One of the cytokines with pleiotrophic anti-tumor property is type I interferon (IFN). Type I interferons (α and β) display a multitude of anti-tumor effects, including inhibition of cell proliferation, restriction of tumor angiogenesis, induction of apoptosis and activation of host defense against tumors (11,12). Previous studies have tested the potential of IFN-α as purified protein or using gene transfer approaches with viral and non-viral vectors in tumor models including melanoma (13-16).
Metastasis is the leading cause of mortality in melanoma as it is in most malignancies (17,18). Melanoma shows preferential metastasis to the brain, lung, liver, and skin (19,20). Cytokine-mediated tumor immunotherapy or tumor vaccination remains one of the most promising strategies for cancer gene therapy. To determine the potential of IFN-α-producing MSC in a therapy model of metastatic melanoma, the present study evaluated the anti-tumor activity of mouse MSC, transduced with a recombinant adeno-associated virus (rAAV) 6 expressing the murine IFN-α in a mouse melanoma lung metastasis model. Results indicated that IFN-α therapy using genetically modified MSC reduced the growth of B16F10 melanoma cells in the lungs and significantly prolonged survival.

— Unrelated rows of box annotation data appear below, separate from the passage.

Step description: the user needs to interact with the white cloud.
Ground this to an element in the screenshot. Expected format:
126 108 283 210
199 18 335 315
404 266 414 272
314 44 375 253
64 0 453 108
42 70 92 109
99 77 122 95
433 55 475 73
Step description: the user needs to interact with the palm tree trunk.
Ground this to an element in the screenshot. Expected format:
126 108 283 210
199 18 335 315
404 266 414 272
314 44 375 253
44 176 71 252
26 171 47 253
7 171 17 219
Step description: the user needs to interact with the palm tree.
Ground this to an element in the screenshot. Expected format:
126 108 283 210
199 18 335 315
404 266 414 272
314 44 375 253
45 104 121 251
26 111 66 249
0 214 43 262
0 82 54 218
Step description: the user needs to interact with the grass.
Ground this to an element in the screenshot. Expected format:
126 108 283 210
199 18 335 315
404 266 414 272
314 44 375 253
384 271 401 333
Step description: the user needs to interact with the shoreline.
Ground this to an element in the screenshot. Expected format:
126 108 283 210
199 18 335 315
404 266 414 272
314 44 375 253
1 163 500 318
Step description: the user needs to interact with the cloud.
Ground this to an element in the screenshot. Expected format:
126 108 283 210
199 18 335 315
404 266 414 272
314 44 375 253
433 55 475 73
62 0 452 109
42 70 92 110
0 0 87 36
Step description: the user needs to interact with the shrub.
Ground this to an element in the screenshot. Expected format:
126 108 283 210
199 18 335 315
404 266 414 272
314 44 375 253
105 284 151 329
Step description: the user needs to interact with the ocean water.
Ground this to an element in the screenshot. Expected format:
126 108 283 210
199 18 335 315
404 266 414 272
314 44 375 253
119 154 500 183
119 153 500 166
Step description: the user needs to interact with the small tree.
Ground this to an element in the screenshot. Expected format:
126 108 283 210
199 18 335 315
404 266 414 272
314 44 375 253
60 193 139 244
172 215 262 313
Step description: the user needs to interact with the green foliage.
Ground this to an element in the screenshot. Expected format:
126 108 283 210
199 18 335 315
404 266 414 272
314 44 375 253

Collective evidence indicated that tumor apoptosis, inhibition of tumor cell proliferation and tumor vasculature as mechanisms responsible for the anti-tumor effects. These data demonstrate that rAAV-IFN-α transduced MSC therapy can be used to reduce the growth of metastatic melanoma.
The human embryonal kidney cell line HEK293 and the mouse melanoma cell line B16F10 were purchased from the American Type Culture Collection (Manassas, VA). The HEK293 cells were maintained in Dulbecco’s modified Eagle’s medium (DMEM) supplemented with 10% heat-inactivated fetal bovine serum (FBS), penicillin (100 U/ml), and streptomycin (100 μg/ml) and the B16F10 cells were maintained in DMEM with 4 mM L-glutamine, 1.5 g/L sodium bicarbonate, 4.5 g/L glucose, 10%; fetal bovine serum and penicillin (100 U/ml), and streptomycin (100 μg/ml) at 37°C in a CO2 atmosphere.

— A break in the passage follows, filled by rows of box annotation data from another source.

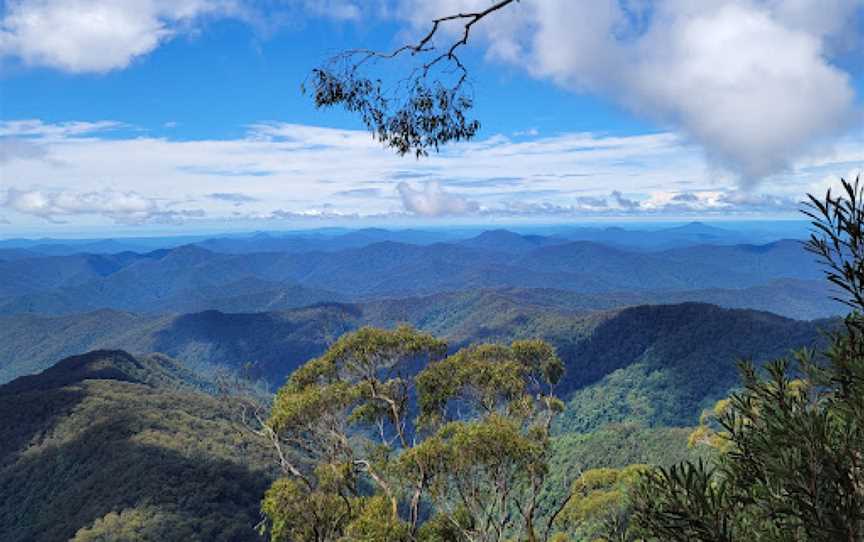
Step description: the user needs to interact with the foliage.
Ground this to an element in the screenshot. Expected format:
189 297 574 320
262 326 564 541
301 0 515 158
558 465 648 542
634 177 864 542
0 351 275 542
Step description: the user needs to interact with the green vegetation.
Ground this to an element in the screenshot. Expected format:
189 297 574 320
0 351 275 542
632 177 864 542
262 327 566 541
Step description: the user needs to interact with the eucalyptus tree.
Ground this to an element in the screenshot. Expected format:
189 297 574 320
262 326 565 542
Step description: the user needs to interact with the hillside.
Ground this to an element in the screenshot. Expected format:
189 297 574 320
0 237 822 314
0 304 829 432
0 351 273 542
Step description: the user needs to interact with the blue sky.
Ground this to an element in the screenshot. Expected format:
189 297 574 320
0 0 864 236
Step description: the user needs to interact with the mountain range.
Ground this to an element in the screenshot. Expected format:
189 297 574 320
0 231 842 318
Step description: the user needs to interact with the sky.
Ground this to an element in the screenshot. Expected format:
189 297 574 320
0 0 864 237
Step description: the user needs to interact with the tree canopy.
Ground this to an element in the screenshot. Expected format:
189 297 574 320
302 0 518 157
633 180 864 542
262 326 566 541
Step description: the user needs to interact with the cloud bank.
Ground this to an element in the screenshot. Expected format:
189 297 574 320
401 0 864 184
0 120 864 232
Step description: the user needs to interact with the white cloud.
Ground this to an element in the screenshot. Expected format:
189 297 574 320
0 121 864 231
401 0 864 182
0 0 246 73
396 181 479 217
0 188 204 224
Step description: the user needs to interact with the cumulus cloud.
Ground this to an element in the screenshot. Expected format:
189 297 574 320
402 0 864 183
207 192 258 207
396 181 479 217
0 188 205 224
0 0 245 73
0 121 864 229
0 137 48 164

The open reading frame of mouse IFN-α was amplified by PCR from the plasmid pIFN-α1 (kind gift of Dr. Taniguchi, Japanese Foundation for Cancer Research, Japan) and cloned in a recombinant AAV plasmid pAAV-CA containing the CMV/chicken beta actin promoter. The amplified cDNA was verified by sequencing. Packaging of rAAV-IFN-α was performed by transient transfection in 293 cells with the helper plasmid pDP6, as described (21,22). Purification of rAAV was done by iodixanol density-gradient and heparin affinity chromatography as described (22). Particle titers of rAAV were determined by quantitative slot blot analysis and real-time PCR (23).
rAAV-IFN-α was transduced at a multiplicity of infection (MOI) of 1000 and plasmid vector expressing IFN-α was transfected by lipofectamine 2000 to MSC in culture. After 48 hrs, mock-transduced and vector-transduced cells were lysed in lysis buffer (10 mM Tris-Cl, pH 7.4, 0.15 M NaCl, 5 mM EDTA, and 1% Triton X-100) containing 100 μg/ml protease inhibitors (Sigma-Aldrich; St. Louis, MO). Protein content of the lysates was determined using Bio-Rad Dc protein assay kit. Ten microgram of protein from each sample was separated in 10% SDS-PAGE and transblotted onto polyvinylidene fluoride (PVDF) membrane. The membranes were blocked in blocking buffer (5% powdered nonfat milk in PBS) containing 0.05% Tween-20. The blot was probed with a polyclonal rabbit anti-mouse IFN-α antibody at 1:500 dilution (PBL Biomedical Laboratories) followed by binding with an anti-rabbit secondary antibody at 1:1000 dilution (Santa Cruz Biotechnology Inc., Santa Cruz, CA). Interferon-α protein band was detected with an enhanced chemiluminescence kit (ECL; Amersham Biosciences/GE Healthcare, Little Chalfont, UK).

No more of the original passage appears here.